The researchers also found that more than one-third (36.7%) of Android malware enclose platform-level exploits to escalate privileges. "Unfortunately, the open Android platform has the well-known “fragmentation” problem, which leads to a long vulnerable time window of current mobile devices before a patch can be actually deployed," according to the paper.
Worse, researchers bemoaned the fact that current Android platform still lacks many desirable security features. Anti-exploit mitigations like Address Space Layout Randomization (ASLR) was not added until very recently in Android 4.0 and other security features such as TrustZone and eXecute-Never need to be gradually rolled out to raise the bar for exploitation.
The analysis also revealed that the dynamic loading ability of both native code and Dalvik code are being "actively abused" by existing Android malware families. It also found that about 45% of existing malware subscribe to premium-rate services with background SMS messages to generate spoils for cyber-criminals.
The researches recommend that the coarse-grained Android permission model be expanded to include additional context information to better facilitate users to make sound and informed decisions.
The research project also pitted Android malware against four mobile security products and found the results to be poor.

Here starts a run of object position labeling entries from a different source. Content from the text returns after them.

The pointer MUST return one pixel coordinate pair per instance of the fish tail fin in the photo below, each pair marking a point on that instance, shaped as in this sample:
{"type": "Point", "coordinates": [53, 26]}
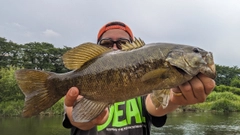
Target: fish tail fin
{"type": "Point", "coordinates": [37, 96]}
{"type": "Point", "coordinates": [160, 98]}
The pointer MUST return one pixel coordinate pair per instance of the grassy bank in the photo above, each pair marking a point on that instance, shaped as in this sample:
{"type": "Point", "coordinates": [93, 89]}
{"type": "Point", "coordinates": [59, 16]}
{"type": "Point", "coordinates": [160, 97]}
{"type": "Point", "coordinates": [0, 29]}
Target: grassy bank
{"type": "Point", "coordinates": [14, 108]}
{"type": "Point", "coordinates": [217, 102]}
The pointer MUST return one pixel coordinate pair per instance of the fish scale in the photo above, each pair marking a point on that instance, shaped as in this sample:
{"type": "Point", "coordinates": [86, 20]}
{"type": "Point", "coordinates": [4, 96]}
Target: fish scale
{"type": "Point", "coordinates": [106, 76]}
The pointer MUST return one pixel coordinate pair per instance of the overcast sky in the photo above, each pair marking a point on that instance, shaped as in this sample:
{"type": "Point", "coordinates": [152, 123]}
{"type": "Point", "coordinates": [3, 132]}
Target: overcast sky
{"type": "Point", "coordinates": [213, 25]}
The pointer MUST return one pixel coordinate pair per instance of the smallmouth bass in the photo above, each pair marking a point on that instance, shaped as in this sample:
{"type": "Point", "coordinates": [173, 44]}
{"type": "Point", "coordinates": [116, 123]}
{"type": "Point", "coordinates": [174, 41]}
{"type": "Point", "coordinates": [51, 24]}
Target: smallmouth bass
{"type": "Point", "coordinates": [105, 76]}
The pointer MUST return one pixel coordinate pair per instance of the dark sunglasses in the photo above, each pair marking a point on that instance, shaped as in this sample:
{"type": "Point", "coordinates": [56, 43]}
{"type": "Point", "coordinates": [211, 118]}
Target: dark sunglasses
{"type": "Point", "coordinates": [109, 42]}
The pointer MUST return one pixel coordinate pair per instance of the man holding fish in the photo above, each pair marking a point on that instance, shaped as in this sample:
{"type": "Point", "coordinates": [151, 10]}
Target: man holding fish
{"type": "Point", "coordinates": [133, 116]}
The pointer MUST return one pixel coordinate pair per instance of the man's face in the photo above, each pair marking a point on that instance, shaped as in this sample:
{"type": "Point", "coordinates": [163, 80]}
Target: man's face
{"type": "Point", "coordinates": [116, 35]}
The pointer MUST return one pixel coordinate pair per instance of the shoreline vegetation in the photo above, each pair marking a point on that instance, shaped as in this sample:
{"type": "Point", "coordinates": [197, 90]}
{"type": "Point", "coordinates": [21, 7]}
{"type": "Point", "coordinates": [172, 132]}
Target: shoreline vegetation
{"type": "Point", "coordinates": [216, 102]}
{"type": "Point", "coordinates": [44, 56]}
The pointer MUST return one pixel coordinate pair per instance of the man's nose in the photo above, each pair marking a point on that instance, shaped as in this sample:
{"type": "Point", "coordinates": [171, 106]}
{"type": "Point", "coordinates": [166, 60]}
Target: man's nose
{"type": "Point", "coordinates": [115, 47]}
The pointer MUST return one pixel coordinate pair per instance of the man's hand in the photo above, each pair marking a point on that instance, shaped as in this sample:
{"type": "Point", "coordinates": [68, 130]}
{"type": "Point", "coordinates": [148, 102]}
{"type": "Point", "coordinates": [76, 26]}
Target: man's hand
{"type": "Point", "coordinates": [70, 98]}
{"type": "Point", "coordinates": [192, 92]}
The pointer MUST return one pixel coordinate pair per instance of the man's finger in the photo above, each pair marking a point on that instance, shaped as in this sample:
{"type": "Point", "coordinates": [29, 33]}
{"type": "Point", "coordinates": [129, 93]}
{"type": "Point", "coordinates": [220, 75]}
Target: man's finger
{"type": "Point", "coordinates": [71, 96]}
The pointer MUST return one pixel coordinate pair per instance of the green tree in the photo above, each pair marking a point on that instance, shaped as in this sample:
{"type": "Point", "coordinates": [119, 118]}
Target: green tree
{"type": "Point", "coordinates": [235, 82]}
{"type": "Point", "coordinates": [225, 74]}
{"type": "Point", "coordinates": [9, 90]}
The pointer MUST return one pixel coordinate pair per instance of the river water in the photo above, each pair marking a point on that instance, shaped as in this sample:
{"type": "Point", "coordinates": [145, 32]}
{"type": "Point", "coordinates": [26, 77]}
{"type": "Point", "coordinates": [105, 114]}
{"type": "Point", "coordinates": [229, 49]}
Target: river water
{"type": "Point", "coordinates": [177, 124]}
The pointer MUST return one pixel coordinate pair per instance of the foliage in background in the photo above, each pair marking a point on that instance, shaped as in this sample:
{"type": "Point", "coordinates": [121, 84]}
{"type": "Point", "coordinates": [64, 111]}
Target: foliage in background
{"type": "Point", "coordinates": [44, 56]}
{"type": "Point", "coordinates": [9, 91]}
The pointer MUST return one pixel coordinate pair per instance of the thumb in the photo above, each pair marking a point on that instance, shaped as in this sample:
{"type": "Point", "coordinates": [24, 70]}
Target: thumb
{"type": "Point", "coordinates": [71, 96]}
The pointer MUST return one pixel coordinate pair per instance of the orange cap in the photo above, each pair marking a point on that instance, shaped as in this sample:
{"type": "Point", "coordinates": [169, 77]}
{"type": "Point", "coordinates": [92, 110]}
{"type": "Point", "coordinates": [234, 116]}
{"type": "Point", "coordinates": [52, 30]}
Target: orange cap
{"type": "Point", "coordinates": [115, 25]}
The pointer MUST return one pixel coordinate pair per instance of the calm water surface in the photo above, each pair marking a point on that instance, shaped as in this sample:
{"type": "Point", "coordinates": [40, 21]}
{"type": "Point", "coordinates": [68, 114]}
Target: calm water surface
{"type": "Point", "coordinates": [177, 124]}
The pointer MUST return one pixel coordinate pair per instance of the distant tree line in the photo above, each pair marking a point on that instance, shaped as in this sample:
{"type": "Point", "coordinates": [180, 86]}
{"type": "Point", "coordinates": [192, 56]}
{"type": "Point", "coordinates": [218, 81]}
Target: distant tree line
{"type": "Point", "coordinates": [44, 56]}
{"type": "Point", "coordinates": [34, 55]}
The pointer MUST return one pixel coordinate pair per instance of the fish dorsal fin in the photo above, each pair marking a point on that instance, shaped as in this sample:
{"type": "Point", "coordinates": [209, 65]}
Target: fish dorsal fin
{"type": "Point", "coordinates": [76, 57]}
{"type": "Point", "coordinates": [137, 43]}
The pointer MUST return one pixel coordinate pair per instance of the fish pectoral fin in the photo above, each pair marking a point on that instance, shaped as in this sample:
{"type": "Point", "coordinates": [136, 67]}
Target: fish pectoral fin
{"type": "Point", "coordinates": [137, 43]}
{"type": "Point", "coordinates": [85, 110]}
{"type": "Point", "coordinates": [161, 72]}
{"type": "Point", "coordinates": [160, 98]}
{"type": "Point", "coordinates": [76, 57]}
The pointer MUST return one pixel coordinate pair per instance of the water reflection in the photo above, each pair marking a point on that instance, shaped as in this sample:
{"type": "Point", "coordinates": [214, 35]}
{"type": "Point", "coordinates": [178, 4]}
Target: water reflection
{"type": "Point", "coordinates": [200, 124]}
{"type": "Point", "coordinates": [177, 124]}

"The detection results of existing mobile security software are rather disappointing, which does raise a challenging question on the best model for mobile malware detection. Speciﬁcally, the unique runtime environments with limited resources and battery could preclude the deployment of sophisticated detection techniques. Also, the traditional content-signature-based approaches have been demonstrated not promising at all," Zhou and Jiang added.